Juvento, seu único irmão, quatorze anos, observava a cena escondido à sombra do sofá defronte. Quando Probo fechou a mordida, o veloz e mais alto correu até ele e num assalto encaixou a caixa sob o arco de seu braço direito. Probo ficou furioso, gritou e correu atrás do adolescente que se desvincilhava com longas passadas e saltos. O pequeno não aguentou e derramou-se em um choro longo e estridente. Temendo a fúria dos pais, Juvento sumiu porta afora e os chocolates encontraram o chão da sala.

Probo crispou as sobrancelhas por seu rastro e curvou-se sobre os doces espalhados. Ouviu as vozes dos pais que conversavam na cozinha e teve fé que não viriam ao seu encontro, sentiu-se só e passou a recolher os bombons. Num rompante, inquietou-se a pensar que seu irmão provavelmente voltaria a lhe tomar o presente. O menino precisava driblá-lo.

Zanzava pela sala irresoluto até que um brilho se fez aos seus olhos: o quarto de sua mãe era o esconderijo perfeito, certamente o tesouro estaria seguro ali. Já no aposento dos pais, acocorou-se atrás da cama para descansar e espiar a guarita improvisada. Comeu com vagar um chocolate em forma de coelho e experimentou algumas bolinhas coloridas enquanto imaginava um local para guardar seus pertences.

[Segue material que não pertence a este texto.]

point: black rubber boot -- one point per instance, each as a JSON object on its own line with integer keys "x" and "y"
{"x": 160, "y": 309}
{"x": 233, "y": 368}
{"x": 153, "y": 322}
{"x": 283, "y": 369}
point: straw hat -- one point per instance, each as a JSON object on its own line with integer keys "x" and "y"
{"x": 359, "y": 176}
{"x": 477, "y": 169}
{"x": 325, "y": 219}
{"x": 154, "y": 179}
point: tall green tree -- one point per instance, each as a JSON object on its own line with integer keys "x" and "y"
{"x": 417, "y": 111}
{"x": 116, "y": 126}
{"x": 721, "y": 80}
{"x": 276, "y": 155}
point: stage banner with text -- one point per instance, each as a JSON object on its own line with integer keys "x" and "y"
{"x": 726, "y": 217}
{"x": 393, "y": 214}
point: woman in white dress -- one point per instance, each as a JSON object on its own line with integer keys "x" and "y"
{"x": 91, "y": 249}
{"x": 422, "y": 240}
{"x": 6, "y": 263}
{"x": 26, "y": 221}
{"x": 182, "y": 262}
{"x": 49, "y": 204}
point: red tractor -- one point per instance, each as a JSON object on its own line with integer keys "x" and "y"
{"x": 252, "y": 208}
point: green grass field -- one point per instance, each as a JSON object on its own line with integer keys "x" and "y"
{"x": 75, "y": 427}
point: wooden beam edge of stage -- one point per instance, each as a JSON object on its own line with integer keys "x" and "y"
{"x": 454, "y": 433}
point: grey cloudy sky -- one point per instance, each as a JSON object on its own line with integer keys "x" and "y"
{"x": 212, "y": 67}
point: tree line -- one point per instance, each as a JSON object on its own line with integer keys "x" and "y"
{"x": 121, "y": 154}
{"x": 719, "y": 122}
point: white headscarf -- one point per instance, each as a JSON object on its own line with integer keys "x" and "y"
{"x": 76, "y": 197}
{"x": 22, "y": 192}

Eis que a ideia surgiu clara e precisa: esconderia os bombons dentro do grande bolso de bordas brancas da roupa vermelha de Papai Noel deitada sobre a cama. Como a caixa não caberia inteira, seria necessário abandoná-la. Armazenou os chocolates dentro da roupa mágica e, sacrifício ímpar, rasgou a caixa de papelão antes de encestá-la no lixo da cozinha à tentativa de evitar qualquer chamariz.

O menino foi para seu quarto e ficou pensando na roupa que tanto figurava em sua imaginação. Probo tinha quatro anos quando a viu pela primeira vez sobre a mesma cama. Na ocasião, também véspera natalina, ficou assustado e ansioso por encontrar o seu dono até que seus pais logo o acalmaram ao contarem que ele não estava lá.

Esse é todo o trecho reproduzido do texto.